Kansas City, Mo. — The National World War I Museum plans to remove a series of recordings from its exhibits after failing to reach an agreement with the recordings' owner.
Edward Golterman, of St. Louis, claims his family owns the rights to a number of recording produced by his grandfather decades ago that are now featured in the audio alcoves of the National World War I Museum at the Liberty Memorial.
Among them are the speech "From the Battlefields of France" by Gen. John J. Pershing, plus recordings of Gen. Leonard Wood, President Franklin D. Roosevelt and the American ambassador to Germany.
Golterman complained that the museum, which charges admission, is using his family's recordings for commerce without permission.

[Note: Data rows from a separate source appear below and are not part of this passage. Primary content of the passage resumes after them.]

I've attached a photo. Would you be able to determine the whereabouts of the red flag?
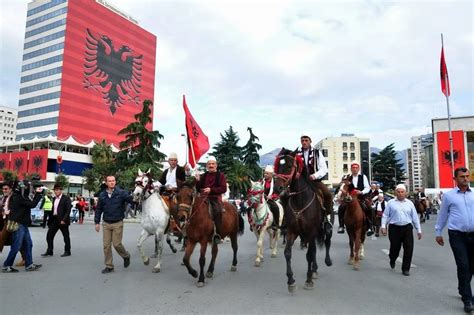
[183,95,209,168]
[440,47,451,96]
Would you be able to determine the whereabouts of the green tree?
[211,126,242,175]
[242,127,262,180]
[117,100,166,172]
[371,143,406,190]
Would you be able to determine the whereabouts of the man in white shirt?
[337,162,374,236]
[380,184,422,276]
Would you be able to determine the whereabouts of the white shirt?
[382,198,421,233]
[165,167,178,188]
[352,174,370,195]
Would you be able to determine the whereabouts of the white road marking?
[382,248,416,268]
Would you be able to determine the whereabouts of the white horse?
[247,181,283,267]
[133,170,176,273]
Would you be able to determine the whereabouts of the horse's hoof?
[288,283,298,294]
[303,282,314,290]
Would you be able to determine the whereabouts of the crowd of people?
[0,134,474,312]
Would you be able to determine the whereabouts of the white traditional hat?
[265,165,274,174]
[207,155,217,163]
[300,132,311,140]
[395,184,407,191]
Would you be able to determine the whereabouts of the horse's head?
[337,176,356,202]
[133,169,153,202]
[273,148,303,194]
[247,181,264,209]
[175,182,197,223]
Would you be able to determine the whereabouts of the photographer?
[2,182,43,273]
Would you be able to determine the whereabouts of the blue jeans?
[448,230,474,303]
[3,224,33,267]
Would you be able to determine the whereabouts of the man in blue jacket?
[94,176,133,273]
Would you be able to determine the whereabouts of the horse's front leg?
[304,237,316,290]
[206,242,219,278]
[152,231,164,273]
[324,221,334,267]
[353,233,364,270]
[183,240,198,278]
[254,226,267,267]
[270,229,280,258]
[285,232,296,293]
[137,230,151,266]
[197,239,207,288]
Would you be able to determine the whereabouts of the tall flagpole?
[441,33,454,178]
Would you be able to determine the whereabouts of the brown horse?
[176,183,244,287]
[338,177,367,270]
[415,198,428,223]
[274,148,332,293]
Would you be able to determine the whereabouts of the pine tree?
[242,127,262,180]
[371,143,406,190]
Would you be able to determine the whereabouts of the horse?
[176,181,244,288]
[415,198,428,223]
[247,181,283,267]
[274,148,332,293]
[337,177,367,270]
[133,170,176,273]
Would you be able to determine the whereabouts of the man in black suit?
[41,184,72,257]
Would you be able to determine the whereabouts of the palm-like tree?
[118,100,165,165]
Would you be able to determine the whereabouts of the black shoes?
[464,303,474,314]
[2,267,18,273]
[25,264,42,271]
[123,256,130,268]
[102,267,114,273]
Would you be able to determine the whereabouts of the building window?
[26,7,67,27]
[27,0,67,16]
[21,55,63,72]
[23,43,64,60]
[23,30,66,49]
[18,92,61,106]
[21,67,63,83]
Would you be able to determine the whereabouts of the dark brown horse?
[176,183,244,287]
[415,198,428,223]
[338,177,367,270]
[274,148,332,293]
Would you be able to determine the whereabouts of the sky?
[0,0,474,161]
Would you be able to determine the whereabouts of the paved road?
[0,217,462,314]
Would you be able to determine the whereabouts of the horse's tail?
[237,213,245,235]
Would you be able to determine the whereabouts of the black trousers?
[388,224,413,271]
[448,230,474,303]
[46,216,71,253]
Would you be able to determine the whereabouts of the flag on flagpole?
[183,95,210,168]
[440,46,451,97]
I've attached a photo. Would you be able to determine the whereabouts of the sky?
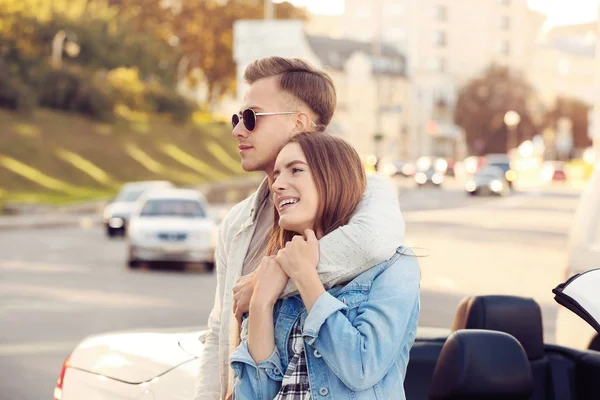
[275,0,600,26]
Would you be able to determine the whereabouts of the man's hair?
[267,132,367,255]
[244,57,337,131]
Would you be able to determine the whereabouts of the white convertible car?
[54,269,600,400]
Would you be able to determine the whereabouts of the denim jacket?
[230,248,420,400]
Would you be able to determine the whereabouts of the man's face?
[232,76,298,176]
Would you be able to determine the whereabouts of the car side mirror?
[552,268,600,333]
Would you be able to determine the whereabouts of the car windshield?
[140,199,206,218]
[115,189,144,203]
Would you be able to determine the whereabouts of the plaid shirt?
[273,318,311,400]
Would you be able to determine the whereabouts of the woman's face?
[272,143,319,234]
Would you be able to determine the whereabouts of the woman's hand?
[250,256,289,309]
[276,229,319,282]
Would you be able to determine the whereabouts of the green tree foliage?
[454,66,539,155]
[161,0,306,103]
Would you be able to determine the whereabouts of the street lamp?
[52,29,81,69]
[504,110,521,154]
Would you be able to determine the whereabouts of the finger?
[304,229,318,243]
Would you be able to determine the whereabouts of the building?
[308,0,544,158]
[528,23,597,107]
[234,20,416,158]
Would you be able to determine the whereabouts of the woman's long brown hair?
[267,132,367,255]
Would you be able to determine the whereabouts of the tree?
[454,65,539,155]
[174,0,306,108]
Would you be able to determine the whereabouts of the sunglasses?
[231,108,298,132]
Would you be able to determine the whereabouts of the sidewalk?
[0,214,102,231]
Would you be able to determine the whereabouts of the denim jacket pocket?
[337,289,369,321]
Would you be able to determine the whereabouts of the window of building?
[498,40,510,56]
[433,4,448,21]
[429,57,446,73]
[433,31,447,47]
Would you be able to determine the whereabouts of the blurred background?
[0,0,600,400]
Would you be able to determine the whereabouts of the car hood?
[69,331,203,384]
[131,217,214,232]
[106,201,137,216]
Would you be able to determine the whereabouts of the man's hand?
[233,271,256,324]
[276,229,319,281]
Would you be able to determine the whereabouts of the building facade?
[308,0,544,158]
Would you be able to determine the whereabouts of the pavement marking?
[0,282,182,308]
[0,260,91,273]
[0,341,79,357]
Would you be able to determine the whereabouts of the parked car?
[127,188,217,271]
[102,181,173,237]
[54,288,600,400]
[382,161,416,178]
[556,163,600,351]
[481,154,517,190]
[465,165,508,196]
[542,161,567,182]
[415,168,444,187]
[414,156,448,187]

The Liberty Memorial Association, which operates the museum, said a contractor provided the recordings, thinking they were in the public domain and didn't require a licensing fee.
The association this week said it couldn't reach an agreement with Golterman and will remove the recordings from the alcoves.
"We are disappointed that these important pieces of history will not be shared with thousands of guests visiting the National World War I Museum," said interim director Mark Cox.
Golterman has allowed the Library of Congress to provide the recordings on its Web site, http://memory.loc.gov/ammem/nfhtml.
The Liberty Memorial opened in 1926 to honor those who served in World War I.
The new National World War I Museum, which is under the towering monument, opened last December.